At a high level, compilers, optimizers, and synthesizers are all trying to do the same thing: transform programs into better, equivalent programs. We see this pattern all over the place: in vectorizing computations for digital signal processing, performing operator fusion for machine learning kernels, and automating numerical analysis to improve floating point accuracy. This pattern even shows up in CAD when we want to reverse engineer some low-level, geometric description of an object back up to a high-level, editable design (above).

What if, rather than developing ad hoc, application-specific search strategies for each problem, we could adopt a general, principled approach for searching through the space of programs equivalent to our input to find the “best” simplified candidate?

It may seem that such searches will inevitably suffer exponential blow up.
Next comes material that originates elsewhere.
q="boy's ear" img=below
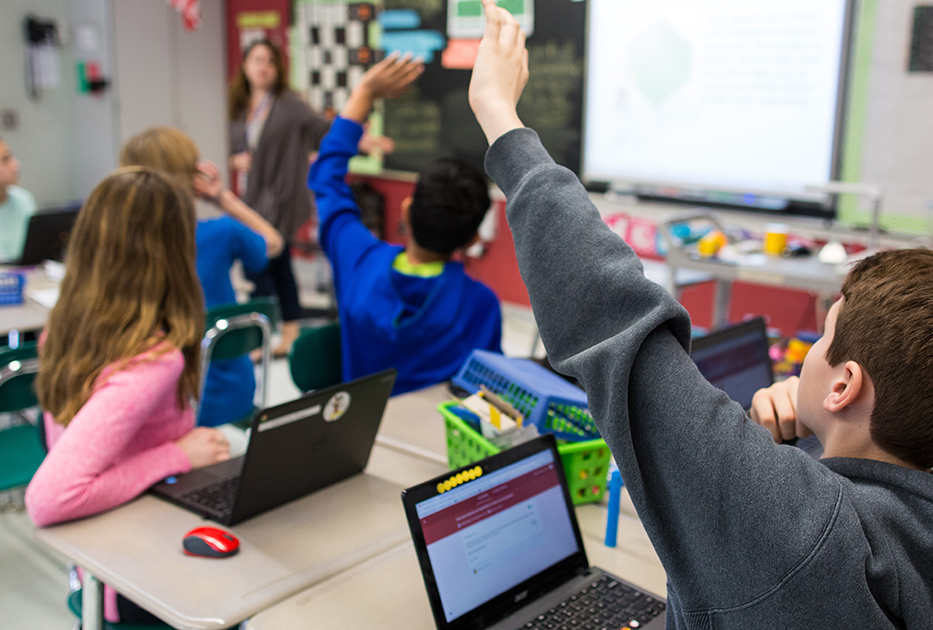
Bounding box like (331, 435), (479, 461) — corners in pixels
(823, 361), (867, 413)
However, if we use a rewriting technique known as *Equality Saturation* (EqSat) coupled with recent insights for efficiently implementing *equality graphs* (e-graphs, the core data structure driving EqSat), we can develop a generic, reusable library for building compilers, optimizers, and synthesizers across many domains.

This post introduces *egg*, our fast and flexible e-graph library implemented in Rust. egg lets you bring the power of EqSat to your problem domain. egg is open-source, packaged, and documented, and many research projects across diverse domains have used its speed and flexibility to achieve state-of-the-art results:

- Szalinski shrinks 3D CAD programs to make them more editable. [PLDI 2020]
- Diospyros automatically vectorizes digital signal processing code. [ASPLOS 2021]
- Tensat optimizes deep learning compute graphs both better and faster (up to 50x) than the state of the art. [MLSys 2021]
- Herbie improves the accuracy of floating point expressions. The egg-herbie library made parts of Herbie over 3000x faster! [PLDI 2015]
- SPORES optimizes linear algebra expressions up to 5x better than state-of-the-art. [VLDB 2020]

We’ll begin with background on term rewriting and some its problems, and then we’ll introduce e-graphs and equality saturation and show how they address those issues. Finally, we’ll touch on some of the novel techniques that egg brings to the table to make EqSat faster and more flexible than before. More information about anything in this post can be found on the egg website or our POPL 2021 Distinguished Paper.

# Term Rewriting

*Term rewriting* is a common technique for working with terms, whether in optimizers, synthesizers, or verifiers. You start with a term *t* and a set of rewrites, each of which take the form *l → r*. For each rewrite, you try to match the pattern *l* against the term *t*, generating a substitution *σ* at some subterm, and then you apply that substitution to the right-hand pattern *r* to generate a new subterm that replaces the matched one.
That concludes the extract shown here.